我が国のWell-beingの動向~国民は「自然環境」を高く評価
発表日:2024.08.09
政策やビジネスの場で「ウェルビーイング(Well-being)」が頻繁に使われている。この言葉は、1948年に発効した世界保健機構(WHO)憲章の前文で「健康」を定義する際に使用されたものであり、現在では“身体的・精神的・社会的に良い状態”を指す概念として広く理解されている。内閣府は、経済財政政策の一環として「満足度・生活の質に関する調査」を2019年度から毎年実施している。これはGDPだけでなく、質的・主観的な尺度を活用し、日本の経済社会の構造を多面的に「見える化(指標群をダッシュボード化)」する試みである。「満足度・生活の質に関する調査報告書2024~我が国のWell-beingの動向~」によると、生活満足度は調査開始以来の最高水準を記録し、1年間での上昇幅も最大であった。また、生活満足度を判断する際に「家計と資産」「健康状態」「生活の楽しさ・面白さ」を重視する人が多いことが明らかになり、それぞれに対する年齢階層別の評価傾向も示された。
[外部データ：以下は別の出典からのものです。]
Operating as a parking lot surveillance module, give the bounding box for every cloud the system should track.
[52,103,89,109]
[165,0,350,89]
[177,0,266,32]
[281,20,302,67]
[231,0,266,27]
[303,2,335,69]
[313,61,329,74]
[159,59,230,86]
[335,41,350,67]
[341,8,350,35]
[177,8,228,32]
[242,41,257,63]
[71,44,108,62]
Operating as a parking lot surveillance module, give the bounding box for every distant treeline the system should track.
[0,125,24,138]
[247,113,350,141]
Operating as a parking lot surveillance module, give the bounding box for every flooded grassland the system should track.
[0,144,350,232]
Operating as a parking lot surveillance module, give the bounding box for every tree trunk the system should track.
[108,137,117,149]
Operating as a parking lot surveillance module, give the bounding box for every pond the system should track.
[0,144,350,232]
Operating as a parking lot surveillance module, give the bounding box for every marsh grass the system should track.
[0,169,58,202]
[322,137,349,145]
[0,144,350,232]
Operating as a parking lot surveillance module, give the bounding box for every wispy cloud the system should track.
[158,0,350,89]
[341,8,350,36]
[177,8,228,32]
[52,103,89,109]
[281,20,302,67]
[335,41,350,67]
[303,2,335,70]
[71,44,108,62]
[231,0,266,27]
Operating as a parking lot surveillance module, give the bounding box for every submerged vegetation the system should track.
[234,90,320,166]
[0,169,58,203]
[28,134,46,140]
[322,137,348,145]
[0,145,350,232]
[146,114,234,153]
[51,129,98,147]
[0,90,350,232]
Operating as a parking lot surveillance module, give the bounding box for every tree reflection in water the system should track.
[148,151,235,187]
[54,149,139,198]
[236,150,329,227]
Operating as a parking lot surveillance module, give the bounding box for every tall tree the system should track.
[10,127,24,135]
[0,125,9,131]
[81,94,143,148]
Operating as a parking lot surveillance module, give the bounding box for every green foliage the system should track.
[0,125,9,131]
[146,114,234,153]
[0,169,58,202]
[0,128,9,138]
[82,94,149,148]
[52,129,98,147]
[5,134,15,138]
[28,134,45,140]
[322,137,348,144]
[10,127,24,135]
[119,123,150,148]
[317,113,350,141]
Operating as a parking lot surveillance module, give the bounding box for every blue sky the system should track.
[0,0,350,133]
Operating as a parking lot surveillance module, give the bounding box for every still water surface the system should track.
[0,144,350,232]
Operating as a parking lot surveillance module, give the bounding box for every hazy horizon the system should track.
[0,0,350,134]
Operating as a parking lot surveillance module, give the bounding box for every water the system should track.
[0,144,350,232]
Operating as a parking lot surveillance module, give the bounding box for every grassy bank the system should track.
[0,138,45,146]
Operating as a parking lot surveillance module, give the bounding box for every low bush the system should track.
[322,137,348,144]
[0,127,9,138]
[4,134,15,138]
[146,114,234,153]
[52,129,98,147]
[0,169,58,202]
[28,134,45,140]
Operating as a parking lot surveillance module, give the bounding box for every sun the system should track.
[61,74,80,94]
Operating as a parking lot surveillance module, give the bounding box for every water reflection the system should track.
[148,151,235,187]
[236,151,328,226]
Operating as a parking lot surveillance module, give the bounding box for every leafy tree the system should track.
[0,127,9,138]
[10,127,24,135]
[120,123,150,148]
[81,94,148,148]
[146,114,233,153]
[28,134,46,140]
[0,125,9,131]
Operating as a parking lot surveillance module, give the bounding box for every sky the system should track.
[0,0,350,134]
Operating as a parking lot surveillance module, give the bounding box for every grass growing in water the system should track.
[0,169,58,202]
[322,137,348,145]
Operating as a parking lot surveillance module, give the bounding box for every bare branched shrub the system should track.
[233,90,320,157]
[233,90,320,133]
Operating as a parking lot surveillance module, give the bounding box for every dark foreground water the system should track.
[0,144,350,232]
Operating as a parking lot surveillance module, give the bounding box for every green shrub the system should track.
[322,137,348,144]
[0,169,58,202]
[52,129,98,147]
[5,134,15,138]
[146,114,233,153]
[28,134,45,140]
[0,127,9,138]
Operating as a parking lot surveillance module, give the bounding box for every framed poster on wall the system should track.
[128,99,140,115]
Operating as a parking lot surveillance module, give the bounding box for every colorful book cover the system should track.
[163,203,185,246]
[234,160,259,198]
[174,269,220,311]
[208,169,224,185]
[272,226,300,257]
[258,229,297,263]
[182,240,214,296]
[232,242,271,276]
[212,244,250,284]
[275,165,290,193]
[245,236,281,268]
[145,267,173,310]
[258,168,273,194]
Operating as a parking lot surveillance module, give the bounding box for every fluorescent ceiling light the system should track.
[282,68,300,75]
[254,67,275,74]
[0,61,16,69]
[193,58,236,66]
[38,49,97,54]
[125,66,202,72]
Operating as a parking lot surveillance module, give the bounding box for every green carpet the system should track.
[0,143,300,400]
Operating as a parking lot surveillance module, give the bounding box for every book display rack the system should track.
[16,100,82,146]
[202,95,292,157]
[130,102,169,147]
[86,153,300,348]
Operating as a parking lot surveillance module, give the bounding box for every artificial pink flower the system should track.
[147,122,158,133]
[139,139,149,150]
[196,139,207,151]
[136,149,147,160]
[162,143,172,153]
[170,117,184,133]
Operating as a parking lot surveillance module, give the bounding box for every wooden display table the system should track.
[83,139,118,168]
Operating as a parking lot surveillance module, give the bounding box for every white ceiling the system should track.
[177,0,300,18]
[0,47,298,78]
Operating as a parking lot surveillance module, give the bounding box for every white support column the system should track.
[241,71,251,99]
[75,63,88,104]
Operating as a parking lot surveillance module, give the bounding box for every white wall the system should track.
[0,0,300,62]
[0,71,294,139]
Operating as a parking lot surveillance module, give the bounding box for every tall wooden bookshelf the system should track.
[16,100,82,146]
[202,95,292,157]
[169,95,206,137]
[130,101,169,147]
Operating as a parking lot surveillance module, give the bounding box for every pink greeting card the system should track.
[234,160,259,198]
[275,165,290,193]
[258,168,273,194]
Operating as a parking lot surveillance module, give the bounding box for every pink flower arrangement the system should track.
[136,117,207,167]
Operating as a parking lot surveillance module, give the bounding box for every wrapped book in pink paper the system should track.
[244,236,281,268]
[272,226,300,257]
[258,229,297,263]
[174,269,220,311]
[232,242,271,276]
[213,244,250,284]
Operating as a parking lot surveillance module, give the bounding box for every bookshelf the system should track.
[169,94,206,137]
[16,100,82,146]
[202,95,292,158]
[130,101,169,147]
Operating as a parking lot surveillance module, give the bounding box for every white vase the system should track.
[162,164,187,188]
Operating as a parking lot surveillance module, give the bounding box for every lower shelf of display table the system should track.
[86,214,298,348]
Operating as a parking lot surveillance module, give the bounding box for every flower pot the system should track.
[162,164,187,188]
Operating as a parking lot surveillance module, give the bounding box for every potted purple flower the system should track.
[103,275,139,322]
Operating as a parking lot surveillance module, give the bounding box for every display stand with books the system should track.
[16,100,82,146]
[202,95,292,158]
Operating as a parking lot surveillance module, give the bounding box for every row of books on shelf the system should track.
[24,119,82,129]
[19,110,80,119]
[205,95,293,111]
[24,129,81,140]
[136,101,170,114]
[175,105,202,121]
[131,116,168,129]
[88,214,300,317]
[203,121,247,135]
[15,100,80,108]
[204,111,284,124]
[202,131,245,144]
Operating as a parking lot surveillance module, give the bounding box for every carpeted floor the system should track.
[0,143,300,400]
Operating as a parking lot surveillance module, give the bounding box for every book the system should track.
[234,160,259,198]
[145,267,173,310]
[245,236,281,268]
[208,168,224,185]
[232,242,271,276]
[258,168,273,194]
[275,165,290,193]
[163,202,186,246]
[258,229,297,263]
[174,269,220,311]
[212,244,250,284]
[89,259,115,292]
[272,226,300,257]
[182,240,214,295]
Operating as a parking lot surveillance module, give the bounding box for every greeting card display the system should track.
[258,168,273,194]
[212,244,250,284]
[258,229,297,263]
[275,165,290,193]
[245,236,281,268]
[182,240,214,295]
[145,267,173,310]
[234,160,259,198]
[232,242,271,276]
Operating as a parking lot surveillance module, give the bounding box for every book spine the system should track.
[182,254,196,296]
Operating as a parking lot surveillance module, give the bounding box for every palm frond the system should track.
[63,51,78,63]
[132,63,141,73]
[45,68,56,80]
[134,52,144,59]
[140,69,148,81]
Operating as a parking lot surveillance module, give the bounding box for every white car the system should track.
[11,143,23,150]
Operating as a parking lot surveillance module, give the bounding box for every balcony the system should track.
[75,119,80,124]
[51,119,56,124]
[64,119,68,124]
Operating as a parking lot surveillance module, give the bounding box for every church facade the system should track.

さらに、提示された13分野の中で「自然環境」と「身の回りの安全」が比較的高い評価を得ており、とりわけ「自然環境」を重視する人の割合は2021年度以降、年0.1~0.3ポイントずつ増加していることが判明した(調査方法:インターネットパネル調査、調査対象:約10,000人、摘要:約5,500人は継続サンプル)。